The increase in gang violence on the streets of Vancouver and other Canadian cities has direct ties to the grisly drug-cartel wars that have terrorized Mexico and some American border towns, say Canadian and U.S. police.

Violence has reached a fever pitch in parts of Mexico where the government of President Felipe Calderon has sent in 45,000 soldiers and 5,000 federal police to try to curb cartel activity. More than 7,000 have died in the last two years, with 1,000 deaths this January alone.

The United States has felt the impact, with the cartels sending assassins across the border and more and more cells springing up across the country to distribute cocaine from the south.

Those distribution lines ultimately lead to Canada, making this country far from immune to what's going on in Mexico, says Superintendent Pat Fogarty with the Combined Forces Special Enforcement Unit.

Recent gang-related violence in British Columbia and elsewhere is "directly related to this Mexican war," he said in an interview Tuesday.

Almost all cocaine in Canada comes via Mexico, the hub for South American producers. Canadian-based organized crime groups buy the drug either directly from the cartels in Mexico, or from middlemen in Los Angeles and other American cities.

When the supply of cocaine is hampered by crackdowns in Mexico or in the United States and the price goes up, says Fogarty, competition for the remaining kilos gets tense in Canada. The bigger players with good lines into the south prevail, leaving the smaller ones scrambling.

"People are running around trying to find other sources of cocaine. The price goes up and the guns come out," said Fogarty.

"It's really about power. The people up here want the nice car, the money and the flashy girl beside them, and if they lose that they lose that status and the power."

Canada came up several times at a high-profile U.S. Drug Enforcement Administration news conference last week. The agency announced it had arrested 750 people linked to the notorious Sinaloa cartel, and had seized more than 23 tonnes of drugs.

"From Washington to Maine, we have disrupted this cartel's domestic operations - arresting U.S. cell heads ... and seriously impacting their Canadian drug operations as well," acting administrator Michele Leonhart told reporters.

The U.S. drug agency wouldn't point to a specific case where Canadian police assisted with so-called Operation Xcellerator, although Fogarty says the RCMP is constantly collaborating with American colleagues on trafficking cases.

Special Agent Jeffrey Wagner of the agency's global enforcement unit says the cartels have established cells or distribution points close to the Canadian border. Those cells will help funnel the cocaine to points north. They use flatbed trucks covered with commercial merchandise, or even cars.

Although Mexicans aren't generally at the helm of Canadian gangs, organized crime here does have contact with the Sinaloa and Gulf cartels in Mexico.

"I don't think it's a stretch to see there might be emissaries or people associated with those organizations, making trips for negotiations or to see operations or to be treated by the people they're selling to," said Wagner.

"It's a business, you have people coming from one sector of the world to see what's going on in another sector."

The gangs don't always deal with cash. Often, the Canadians will trade the coke for readily available ecstasy or pot.
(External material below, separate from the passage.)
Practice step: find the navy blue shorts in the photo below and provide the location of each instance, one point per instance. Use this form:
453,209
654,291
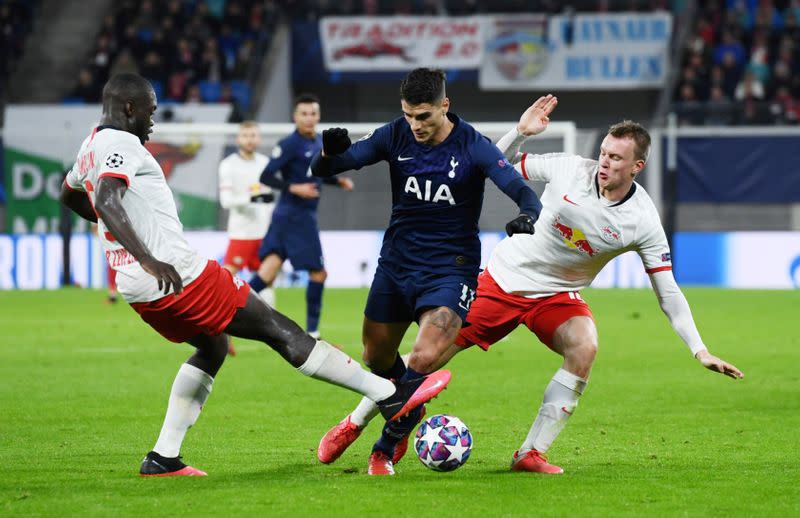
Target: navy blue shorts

Said Wagner: "What happens is the organizations, instead of smuggling currency over the border to pay for cocaine to bring up and then again smuggling ecstasy or marijuana over the border, they look at it as a way to pay their debt."

The U.S. drug agency is trying to raise awareness of the cartel situation in Mexico and its impact on the United States, with some success. Major American newspapers have splashed details of the cartel wars on their front pages.

The Washington Times quoted senior U.S . military officials Tuesday who warned that if Mexico's two main cartels joined forces, they would have the equivalent power of an army of 100,000.

Other senior figures in Washington have named Mexico as one of the top domestic security threats, just behind Pakistan and Iran.

Violence around the cartels has been characterized by the most gruesome kinds of killings. Victims have been decapitated and even disposed of in vats of acid. Civilians have been caught in the crossfire - at a recent festival in Morelia, drug figures threw a grenade into a crowded marketplace.

Canada's Foreign Affairs Department last week revised its travel report for Mexico, warning Canadian tourists to avoid areas around the U.S. border, especially Ciudad Juarez and Tijuana.

Popular tourist destinations such as Puerto Vallarta, the Mayan Riviera and Hualtuco have not been singled out, although the resort towns of Cabo San Lucas and Acapulco are located the affected states of Baja California and Guerrero.

Peter Kent, Minister of State for the Americas, said the Canadian government is collaborating with Mexico on several levels to help it tackle the drug problem, including cooperation at political, military and police levels.

He said the issue of security throughout the region will be a dominant issue at the upcoming Summit of the Americas.

"Canada recognizes and encourages Mexico's crackdown on drug gangs and organized crime, but the side effect of success has been the displacement of some of that to Guatemala and (other countries)," Kent said in an interview.